Лоб горит в лихорадке. Образы прошлого и настоящего сплетаются в кошмарный хоровод, с пением и криками проносятся в голове, и часы отбивают такт.
«Ему незачем жить, незачем. Кому он нужен? Какой смысл в его существовании? Разве это радость, такое существование? Надо только натянуть перинку ему на голову. И все будет хорошо». Часы отбивают такт. Маятник качается: трик-и-трак. А прошедшее и настоящее сливаются воедино, и по капле сочится Время. Часы отбивают такт.
«Больше ничего, больше ничего мне не надо делать. Заткнуть уши. Вонзить пальцы в уши. Ничего не слышать. Ничего не видеть. Закрыть глаза…
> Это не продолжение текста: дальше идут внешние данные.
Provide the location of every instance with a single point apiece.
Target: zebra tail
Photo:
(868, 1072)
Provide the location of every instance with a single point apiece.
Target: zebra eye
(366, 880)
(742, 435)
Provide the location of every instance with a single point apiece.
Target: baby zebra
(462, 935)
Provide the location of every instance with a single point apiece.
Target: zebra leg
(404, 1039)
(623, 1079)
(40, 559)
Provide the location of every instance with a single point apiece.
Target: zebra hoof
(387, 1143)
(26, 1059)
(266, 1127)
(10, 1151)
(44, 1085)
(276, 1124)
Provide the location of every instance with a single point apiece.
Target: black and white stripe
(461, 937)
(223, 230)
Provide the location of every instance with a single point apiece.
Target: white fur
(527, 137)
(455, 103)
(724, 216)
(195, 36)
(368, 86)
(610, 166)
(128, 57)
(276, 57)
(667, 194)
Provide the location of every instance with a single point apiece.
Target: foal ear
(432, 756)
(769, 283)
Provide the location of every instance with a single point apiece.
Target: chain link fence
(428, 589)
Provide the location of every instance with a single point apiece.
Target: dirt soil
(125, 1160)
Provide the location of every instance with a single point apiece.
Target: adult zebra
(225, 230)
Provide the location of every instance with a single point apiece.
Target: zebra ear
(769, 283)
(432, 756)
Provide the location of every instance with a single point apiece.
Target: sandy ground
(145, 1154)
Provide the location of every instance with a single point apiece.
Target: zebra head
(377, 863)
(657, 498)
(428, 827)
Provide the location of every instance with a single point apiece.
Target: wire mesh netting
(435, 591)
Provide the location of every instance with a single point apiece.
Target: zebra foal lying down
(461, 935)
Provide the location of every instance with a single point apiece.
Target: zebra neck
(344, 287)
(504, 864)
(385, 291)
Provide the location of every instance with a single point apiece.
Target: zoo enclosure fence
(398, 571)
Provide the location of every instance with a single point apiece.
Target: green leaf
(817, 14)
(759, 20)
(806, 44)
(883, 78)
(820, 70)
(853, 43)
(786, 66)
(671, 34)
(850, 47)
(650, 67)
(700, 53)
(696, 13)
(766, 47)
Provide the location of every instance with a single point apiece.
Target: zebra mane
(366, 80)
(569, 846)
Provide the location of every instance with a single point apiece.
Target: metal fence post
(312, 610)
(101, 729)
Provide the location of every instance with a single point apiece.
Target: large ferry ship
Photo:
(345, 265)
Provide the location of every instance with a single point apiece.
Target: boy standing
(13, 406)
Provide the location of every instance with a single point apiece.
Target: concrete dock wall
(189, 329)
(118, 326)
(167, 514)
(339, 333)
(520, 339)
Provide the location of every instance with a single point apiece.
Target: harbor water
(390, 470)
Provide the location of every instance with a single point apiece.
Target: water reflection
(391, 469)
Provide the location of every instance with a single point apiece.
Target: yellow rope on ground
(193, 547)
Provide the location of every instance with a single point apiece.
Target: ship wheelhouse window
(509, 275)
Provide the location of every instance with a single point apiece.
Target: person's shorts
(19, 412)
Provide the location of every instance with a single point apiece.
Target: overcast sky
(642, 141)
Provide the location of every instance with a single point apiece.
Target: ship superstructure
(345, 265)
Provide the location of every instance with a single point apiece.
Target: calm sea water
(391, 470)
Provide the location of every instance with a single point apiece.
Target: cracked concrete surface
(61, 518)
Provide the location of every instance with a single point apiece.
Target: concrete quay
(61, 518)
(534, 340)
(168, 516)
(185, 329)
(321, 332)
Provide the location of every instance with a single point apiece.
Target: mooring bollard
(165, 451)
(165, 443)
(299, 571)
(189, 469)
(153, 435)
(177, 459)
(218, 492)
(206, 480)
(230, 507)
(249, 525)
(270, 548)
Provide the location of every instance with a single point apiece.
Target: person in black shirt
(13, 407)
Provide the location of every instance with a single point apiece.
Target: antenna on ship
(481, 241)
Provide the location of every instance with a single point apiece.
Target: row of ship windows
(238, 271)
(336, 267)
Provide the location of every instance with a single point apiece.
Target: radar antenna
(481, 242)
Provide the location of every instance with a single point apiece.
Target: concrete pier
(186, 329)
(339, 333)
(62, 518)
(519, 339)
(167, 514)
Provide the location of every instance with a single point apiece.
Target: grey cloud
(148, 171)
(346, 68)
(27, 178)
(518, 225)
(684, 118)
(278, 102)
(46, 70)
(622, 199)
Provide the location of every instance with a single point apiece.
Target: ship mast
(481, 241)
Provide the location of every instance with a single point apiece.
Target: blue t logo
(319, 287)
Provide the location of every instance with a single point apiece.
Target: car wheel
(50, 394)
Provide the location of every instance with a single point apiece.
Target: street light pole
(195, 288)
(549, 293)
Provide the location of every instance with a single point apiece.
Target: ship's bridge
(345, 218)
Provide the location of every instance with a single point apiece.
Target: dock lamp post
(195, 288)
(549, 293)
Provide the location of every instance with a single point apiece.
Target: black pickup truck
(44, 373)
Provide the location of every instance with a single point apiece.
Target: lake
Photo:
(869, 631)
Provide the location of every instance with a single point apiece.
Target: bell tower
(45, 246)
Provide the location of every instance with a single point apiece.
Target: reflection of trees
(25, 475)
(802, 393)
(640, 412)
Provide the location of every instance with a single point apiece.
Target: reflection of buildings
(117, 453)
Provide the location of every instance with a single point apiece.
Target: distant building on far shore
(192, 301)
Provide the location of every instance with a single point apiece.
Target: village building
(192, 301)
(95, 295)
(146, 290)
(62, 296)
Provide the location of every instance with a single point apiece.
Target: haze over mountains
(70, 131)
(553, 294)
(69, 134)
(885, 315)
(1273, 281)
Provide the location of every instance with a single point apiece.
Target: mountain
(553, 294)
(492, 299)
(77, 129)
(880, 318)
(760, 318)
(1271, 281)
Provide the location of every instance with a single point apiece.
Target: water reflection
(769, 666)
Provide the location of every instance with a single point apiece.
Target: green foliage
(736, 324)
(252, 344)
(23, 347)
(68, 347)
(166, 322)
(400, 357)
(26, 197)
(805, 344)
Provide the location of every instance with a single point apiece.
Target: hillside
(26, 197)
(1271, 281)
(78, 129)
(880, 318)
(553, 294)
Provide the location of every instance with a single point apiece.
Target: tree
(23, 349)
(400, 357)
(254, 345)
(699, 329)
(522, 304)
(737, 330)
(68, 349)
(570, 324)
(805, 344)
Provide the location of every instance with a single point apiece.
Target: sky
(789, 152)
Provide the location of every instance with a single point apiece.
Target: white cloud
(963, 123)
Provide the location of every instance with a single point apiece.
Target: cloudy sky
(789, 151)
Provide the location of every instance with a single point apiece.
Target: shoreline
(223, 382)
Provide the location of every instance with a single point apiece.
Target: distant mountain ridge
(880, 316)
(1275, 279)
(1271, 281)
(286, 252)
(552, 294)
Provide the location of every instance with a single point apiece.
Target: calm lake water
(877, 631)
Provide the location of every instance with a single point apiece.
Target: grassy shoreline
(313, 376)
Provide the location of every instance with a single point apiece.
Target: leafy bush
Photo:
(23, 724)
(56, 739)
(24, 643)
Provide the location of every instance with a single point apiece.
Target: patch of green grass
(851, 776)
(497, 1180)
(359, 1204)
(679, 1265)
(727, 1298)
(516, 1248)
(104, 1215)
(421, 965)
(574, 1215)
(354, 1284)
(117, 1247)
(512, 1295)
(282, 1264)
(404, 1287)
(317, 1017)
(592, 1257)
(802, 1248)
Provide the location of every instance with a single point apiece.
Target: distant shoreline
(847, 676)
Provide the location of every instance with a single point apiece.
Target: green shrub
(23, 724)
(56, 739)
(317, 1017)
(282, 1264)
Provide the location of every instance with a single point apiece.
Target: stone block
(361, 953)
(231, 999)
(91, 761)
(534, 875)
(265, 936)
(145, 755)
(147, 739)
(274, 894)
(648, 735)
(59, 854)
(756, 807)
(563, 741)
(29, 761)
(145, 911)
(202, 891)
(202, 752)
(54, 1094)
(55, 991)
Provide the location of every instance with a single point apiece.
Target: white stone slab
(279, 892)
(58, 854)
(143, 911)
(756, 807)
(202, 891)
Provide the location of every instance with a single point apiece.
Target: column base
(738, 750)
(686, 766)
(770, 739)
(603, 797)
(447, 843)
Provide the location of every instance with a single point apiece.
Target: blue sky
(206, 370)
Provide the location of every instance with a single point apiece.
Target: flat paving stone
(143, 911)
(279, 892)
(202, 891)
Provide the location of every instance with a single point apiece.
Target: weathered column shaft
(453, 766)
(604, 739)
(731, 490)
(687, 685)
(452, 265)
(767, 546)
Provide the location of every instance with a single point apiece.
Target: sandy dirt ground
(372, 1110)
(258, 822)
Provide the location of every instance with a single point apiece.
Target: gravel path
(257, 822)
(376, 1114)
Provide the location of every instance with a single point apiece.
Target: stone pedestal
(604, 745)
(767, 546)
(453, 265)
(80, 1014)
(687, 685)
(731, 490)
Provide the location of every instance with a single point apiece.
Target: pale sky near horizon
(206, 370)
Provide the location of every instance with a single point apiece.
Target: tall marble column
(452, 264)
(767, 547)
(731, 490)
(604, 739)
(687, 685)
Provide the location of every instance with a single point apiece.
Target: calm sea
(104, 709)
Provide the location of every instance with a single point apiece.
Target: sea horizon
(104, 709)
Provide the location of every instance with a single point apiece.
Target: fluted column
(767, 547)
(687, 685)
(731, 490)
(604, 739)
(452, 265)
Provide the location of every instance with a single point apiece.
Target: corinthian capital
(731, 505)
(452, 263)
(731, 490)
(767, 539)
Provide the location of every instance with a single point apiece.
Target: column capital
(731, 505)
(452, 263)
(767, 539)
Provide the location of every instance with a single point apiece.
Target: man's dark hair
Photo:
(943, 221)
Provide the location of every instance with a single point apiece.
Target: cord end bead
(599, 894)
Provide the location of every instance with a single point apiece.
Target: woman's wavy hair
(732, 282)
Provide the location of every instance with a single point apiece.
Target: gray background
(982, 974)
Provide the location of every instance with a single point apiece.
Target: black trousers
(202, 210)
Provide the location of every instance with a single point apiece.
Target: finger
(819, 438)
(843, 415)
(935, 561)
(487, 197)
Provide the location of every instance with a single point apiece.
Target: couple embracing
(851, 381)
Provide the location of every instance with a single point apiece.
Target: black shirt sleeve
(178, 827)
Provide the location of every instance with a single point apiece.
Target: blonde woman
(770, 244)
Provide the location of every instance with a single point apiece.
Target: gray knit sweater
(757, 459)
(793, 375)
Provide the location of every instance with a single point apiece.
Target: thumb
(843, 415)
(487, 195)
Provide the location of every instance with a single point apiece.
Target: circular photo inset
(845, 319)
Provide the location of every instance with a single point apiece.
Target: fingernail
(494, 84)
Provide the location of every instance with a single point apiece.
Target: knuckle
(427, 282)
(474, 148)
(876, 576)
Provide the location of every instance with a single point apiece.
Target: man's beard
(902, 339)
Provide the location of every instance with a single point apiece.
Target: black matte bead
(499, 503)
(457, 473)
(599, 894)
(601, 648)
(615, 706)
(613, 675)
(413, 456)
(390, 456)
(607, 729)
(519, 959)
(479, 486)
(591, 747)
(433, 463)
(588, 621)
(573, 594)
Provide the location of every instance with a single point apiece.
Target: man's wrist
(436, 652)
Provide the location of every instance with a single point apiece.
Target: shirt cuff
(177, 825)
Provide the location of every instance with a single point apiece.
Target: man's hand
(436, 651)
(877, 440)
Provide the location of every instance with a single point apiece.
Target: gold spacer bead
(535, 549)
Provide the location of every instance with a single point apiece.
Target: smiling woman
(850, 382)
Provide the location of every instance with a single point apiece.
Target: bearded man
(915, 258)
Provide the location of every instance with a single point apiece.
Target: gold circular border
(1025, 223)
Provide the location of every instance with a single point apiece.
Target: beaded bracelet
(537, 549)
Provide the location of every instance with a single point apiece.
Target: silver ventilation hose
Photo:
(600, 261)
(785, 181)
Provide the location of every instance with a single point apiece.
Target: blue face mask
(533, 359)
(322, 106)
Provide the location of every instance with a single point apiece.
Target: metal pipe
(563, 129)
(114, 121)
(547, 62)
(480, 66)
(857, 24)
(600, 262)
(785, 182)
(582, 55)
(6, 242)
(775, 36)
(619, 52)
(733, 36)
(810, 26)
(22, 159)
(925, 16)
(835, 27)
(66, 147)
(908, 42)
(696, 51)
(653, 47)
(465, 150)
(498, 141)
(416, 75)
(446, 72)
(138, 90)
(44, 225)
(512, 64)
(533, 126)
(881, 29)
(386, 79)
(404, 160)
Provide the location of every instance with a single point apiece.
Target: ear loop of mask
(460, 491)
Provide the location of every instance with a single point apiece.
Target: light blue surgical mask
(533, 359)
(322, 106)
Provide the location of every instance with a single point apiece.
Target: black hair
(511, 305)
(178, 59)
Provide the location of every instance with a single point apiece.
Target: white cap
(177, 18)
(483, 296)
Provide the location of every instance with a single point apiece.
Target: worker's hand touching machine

Нет, он все-таки должен жить. А боли, а мучительные роды, а доктор и ожидание Боцмана, и косые взгляды женщин? Все это я перенесла напрасно, все напрасно? Нет, нет! Что это я задумала, что задумала! Нет!»
*
Вот он лежит, младенец, слегка сучит ножками и продолжает мирно спать. Что было с тобой, Берта Штрезова, что это было? Ничего? И хорошо, что ничего не было. В самом деле, ничего не было. Это только часы в деревянном футляре тикнули несколько раз, маятник качнулся три-четыре раза туда и сюда. Вот и все. А тебе, Берта Штрезова, показалось, что прошла целая вечность? У тебя жар. Мальчик жив, он ничего не заметил и не заметит, ничего не узнает, никогда ничего не узнает о том, как однажды тикали часы.
IV
Когда Боцман постучал в окно избы Йохена Крогера, через щели в ставнях уже пробивался свет. На стук отозвался женский голос. Боцман и Ханнинг, еле волоча усталые ноги, вошли и увидели незнакомое лицо.
— Старый Крогер помер, — сказал Вендланд, — в доме живет теперь фрау Гаус.
Вендланд уже успел устроиться с удобствами. Он сидел за столом, покрытым большой плюшевой скатертью. Не столько незнакомое лицо смутило братьев Штрезовых, сколько эта плюшевая скатерть, а еще больше огромная зеленая стеклянная керосиновая лампа на блестящей, под бронзу, ножке, с белым абажуром и сияющим цилиндром высокого стекла.
— Ах, — сказал наконец Боцман, — нам теперь, стало быть, нельзя здесь переночевать?
— Но почему же, — возразила фрау Гаус. — Конечно, я устрою вас на ночлег, это же долг человеколюбия.
У нее было крупное румяное открытое лицо с выступающими скулами. Полные губы, большие голубые глаза, крепкая фигура, густые волосы сильно молодили ее.